Гость со стороны невесты [51]
I
Это была стандартная, пропитанная фальшью записочка, начинавшаяся словами: «Я хочу, чтобы ты узнал первым». Для Майкла она стала двойным потрясением, ибо оповещала одновременно и о помолвке, и о предстоящем бракосочетании; хуже того, состояться последнее должно было не в Нью-Йорке, на приличествующем случаю удалении, но здесь, в Париже, прямо у него под носом, — впрочем, это выражение лишь с некоторой натяжкой можно было применить к протестантской епископальной церкви Святой Троицы, находившейся на авеню Георга Пятого. До означенной даты — в начале июня — оставалось две недели.
51
Рассказ опубликован в журнале «The Saturday Evening Post» в августе 1930 г.

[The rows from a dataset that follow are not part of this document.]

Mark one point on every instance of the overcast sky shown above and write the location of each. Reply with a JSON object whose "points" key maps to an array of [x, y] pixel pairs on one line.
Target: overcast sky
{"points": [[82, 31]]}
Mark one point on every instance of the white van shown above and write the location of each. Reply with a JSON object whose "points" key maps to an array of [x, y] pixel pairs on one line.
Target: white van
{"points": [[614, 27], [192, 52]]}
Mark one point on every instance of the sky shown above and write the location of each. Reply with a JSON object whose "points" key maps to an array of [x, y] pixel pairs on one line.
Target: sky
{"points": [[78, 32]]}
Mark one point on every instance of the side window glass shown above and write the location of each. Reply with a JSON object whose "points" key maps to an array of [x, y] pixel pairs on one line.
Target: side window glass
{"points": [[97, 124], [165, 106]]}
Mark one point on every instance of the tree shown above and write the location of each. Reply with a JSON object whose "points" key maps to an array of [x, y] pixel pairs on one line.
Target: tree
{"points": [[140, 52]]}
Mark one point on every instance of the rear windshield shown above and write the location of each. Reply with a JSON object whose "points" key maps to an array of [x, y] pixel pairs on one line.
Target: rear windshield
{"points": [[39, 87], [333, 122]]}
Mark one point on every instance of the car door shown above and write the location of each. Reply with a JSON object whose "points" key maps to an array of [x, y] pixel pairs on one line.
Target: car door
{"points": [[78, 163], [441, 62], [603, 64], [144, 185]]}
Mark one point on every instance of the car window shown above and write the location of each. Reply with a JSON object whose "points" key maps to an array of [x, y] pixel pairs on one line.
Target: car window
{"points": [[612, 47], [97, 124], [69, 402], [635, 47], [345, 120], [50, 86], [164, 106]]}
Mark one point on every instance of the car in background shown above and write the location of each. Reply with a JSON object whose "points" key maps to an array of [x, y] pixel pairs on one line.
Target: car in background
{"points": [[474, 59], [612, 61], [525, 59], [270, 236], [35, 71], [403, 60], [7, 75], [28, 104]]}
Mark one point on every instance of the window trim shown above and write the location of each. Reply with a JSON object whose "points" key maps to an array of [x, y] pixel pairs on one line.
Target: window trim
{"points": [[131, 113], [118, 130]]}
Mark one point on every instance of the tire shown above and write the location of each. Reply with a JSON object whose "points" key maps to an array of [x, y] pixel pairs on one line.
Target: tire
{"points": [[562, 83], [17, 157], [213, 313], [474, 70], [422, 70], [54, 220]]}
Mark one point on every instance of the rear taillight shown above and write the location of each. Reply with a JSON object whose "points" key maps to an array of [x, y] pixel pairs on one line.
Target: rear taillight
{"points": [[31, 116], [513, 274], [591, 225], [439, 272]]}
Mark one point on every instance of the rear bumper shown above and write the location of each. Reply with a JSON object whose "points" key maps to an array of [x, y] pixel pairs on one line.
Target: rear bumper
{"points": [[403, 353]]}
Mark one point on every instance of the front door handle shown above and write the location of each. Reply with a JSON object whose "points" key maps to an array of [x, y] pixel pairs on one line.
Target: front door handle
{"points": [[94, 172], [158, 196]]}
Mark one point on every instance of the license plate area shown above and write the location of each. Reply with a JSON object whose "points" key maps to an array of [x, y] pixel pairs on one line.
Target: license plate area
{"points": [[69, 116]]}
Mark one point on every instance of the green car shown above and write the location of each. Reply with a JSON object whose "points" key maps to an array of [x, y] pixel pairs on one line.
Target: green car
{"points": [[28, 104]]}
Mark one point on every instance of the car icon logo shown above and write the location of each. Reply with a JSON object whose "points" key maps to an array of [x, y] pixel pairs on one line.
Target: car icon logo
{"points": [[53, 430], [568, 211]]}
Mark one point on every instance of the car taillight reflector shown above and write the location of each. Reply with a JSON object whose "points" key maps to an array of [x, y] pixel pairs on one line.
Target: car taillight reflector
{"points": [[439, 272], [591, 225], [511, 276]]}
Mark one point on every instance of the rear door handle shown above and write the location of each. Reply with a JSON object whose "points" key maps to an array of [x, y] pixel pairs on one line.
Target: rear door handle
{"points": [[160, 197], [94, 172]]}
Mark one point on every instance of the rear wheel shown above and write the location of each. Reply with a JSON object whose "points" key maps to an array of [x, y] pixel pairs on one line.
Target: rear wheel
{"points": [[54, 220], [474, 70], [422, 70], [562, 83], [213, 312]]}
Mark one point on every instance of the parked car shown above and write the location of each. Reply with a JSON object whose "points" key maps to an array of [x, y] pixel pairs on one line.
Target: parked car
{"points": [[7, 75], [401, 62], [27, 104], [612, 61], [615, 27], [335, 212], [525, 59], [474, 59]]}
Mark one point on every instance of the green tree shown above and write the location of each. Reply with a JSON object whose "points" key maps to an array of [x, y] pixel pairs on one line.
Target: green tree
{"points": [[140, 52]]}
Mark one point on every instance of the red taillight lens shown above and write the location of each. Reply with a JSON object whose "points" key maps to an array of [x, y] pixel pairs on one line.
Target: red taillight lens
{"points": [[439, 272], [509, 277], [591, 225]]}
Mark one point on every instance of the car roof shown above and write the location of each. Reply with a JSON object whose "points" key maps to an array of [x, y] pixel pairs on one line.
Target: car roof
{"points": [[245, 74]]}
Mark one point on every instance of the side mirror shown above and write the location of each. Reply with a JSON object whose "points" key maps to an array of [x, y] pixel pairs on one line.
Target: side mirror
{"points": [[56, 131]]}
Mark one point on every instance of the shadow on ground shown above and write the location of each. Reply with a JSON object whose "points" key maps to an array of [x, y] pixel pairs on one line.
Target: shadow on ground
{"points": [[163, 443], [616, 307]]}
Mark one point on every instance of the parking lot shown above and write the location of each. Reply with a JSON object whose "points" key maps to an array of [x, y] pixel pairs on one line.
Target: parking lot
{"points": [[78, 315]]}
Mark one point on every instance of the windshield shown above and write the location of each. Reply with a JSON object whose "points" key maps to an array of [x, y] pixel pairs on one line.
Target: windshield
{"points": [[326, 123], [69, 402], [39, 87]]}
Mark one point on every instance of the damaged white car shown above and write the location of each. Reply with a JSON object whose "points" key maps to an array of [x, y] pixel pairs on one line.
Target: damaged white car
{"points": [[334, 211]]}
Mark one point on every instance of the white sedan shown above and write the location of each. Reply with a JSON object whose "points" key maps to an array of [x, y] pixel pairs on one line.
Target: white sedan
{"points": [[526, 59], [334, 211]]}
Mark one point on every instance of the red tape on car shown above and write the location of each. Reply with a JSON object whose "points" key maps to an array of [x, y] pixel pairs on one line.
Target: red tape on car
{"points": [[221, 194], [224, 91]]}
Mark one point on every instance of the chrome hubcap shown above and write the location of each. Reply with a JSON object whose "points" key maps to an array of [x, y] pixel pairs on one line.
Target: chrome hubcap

В первый момент Майкла обдало страхом, желудок скрутило. Когда в то утро он уходил из гостиницы, горничная, влюбленная в его красивый, четко очерченный профиль и галантную жизнерадостность, учуяла обуявшее его тягостное отчуждение. Он, как во сне, дошел до банка, купил в магазине Смита на рю де Риволи детектив, некоторое время потаращился на выцветшую панораму полей сражений в витрине бюро путешествий и рявкнул на назойливого торговца-грека, который таскался за ним, демонстрируя из-под полы пачку вполне безобидных открыток, которые владелец почему-то считал сугубо неприличными.
Страх, однако, так и остался внутри, и довольно скоро Майкл распознал его суть: он боялся, что никогда уже не будет счастлив. С Кэролайн Денди он познакомился, когда ей было семнадцать лет, весь первый ее нью-йоркский сезон безраздельно владел ее сердцем, а затем утратил ее — медленно, трагически, бессмысленно, поскольку у него не было денег и он не умел их зарабатывать; поскольку, все еще любя его, Кэролайн разуверилась и стала усматривать в нем нечто жалкое, тщетное, обтерханное, находящееся вовне могучего и искристого потока жизни, к которому ее неизменно тянуло.